In pochi giorni, l'incendio è tornato a divampare nel mondo.
Trump deve cedere all'ala interventista, rinnegare quanto diceva in campagna elettorale e lanciare missili contro Assad.
L'attentato in Svezia, che risveglia le paure delle persone ed è un altro colpo all'integrazione.
Gli attacchi alle chiese Copte rivendicato dall'Isis nell'Egitto del generale Al Sisi: nell'Egitto che ha spiato e torturato il ricercatore Giulio Regeni, perché considerato nemico del paese, non riesce a bloccare gli attentati contro la minoranza cristiana.
La settimana scorsa c'era stata la bomba a San Pietroburgo: la valigetta lasciata da un uomo (il presunto attentatore intravisto in un frame di un video delle telecamere) dentro la metropolitana.

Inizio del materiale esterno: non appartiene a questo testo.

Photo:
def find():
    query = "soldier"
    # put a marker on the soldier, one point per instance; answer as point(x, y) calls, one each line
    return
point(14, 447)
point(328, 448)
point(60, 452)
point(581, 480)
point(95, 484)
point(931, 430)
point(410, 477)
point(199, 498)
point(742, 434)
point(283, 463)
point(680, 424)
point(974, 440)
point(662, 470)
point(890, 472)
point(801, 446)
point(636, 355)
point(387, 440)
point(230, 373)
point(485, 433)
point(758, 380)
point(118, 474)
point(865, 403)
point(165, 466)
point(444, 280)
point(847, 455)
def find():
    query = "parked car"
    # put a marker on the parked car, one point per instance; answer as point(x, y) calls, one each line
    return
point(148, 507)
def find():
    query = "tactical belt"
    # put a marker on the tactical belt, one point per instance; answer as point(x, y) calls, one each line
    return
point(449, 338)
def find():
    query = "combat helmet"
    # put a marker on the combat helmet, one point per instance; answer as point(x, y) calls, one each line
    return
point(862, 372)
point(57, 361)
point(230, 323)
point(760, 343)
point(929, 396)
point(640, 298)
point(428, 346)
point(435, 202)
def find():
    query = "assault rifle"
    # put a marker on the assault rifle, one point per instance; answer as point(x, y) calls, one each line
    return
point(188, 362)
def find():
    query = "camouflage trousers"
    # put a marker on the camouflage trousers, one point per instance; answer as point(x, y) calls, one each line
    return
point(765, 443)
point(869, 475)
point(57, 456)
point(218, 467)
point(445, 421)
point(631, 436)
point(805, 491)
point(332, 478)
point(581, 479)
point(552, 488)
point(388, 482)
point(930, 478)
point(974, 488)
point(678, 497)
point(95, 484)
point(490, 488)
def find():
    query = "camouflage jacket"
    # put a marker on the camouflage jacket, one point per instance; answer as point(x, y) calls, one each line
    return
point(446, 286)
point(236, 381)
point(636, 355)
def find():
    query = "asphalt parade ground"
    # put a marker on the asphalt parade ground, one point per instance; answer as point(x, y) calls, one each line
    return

A dettare l'agenda politica nei paesi occidentali è sempre il terrorismo, la parola d'ordine la sicurezza, lo slogan non ci faremo intimidire.
L'Europa e le democrazie occidentali non hanno detto nulla sull'attacco missilistico fatto da Trump (la seconda sconfitta della sua gestione scrive il generale Fabio Mini, dopo l'Obamacare) fatto senza autorizzazione dal Consiglio di sicurezza dell'Onu.
Gentiloni e il ministro degli esteri (se ne abbiamo uno) avrebbero potuto chiarire quale sia la loro strategia per il problema siriano: una soluzione politica, con Assad, o un rovesciamento del regime.
Sempre in Egitto, i genitori di Giulio Regeni hanno chiesto supporto all'Eni per arrivare ad una verità (non una di comodo) sulla morte del figlio.
Tutto questo per dire cosa: che in Siria, in Egitto come nell'America dell'era Trump è sparita la diplomazia, la politica.
Solo consenso, immagine, interessi economici.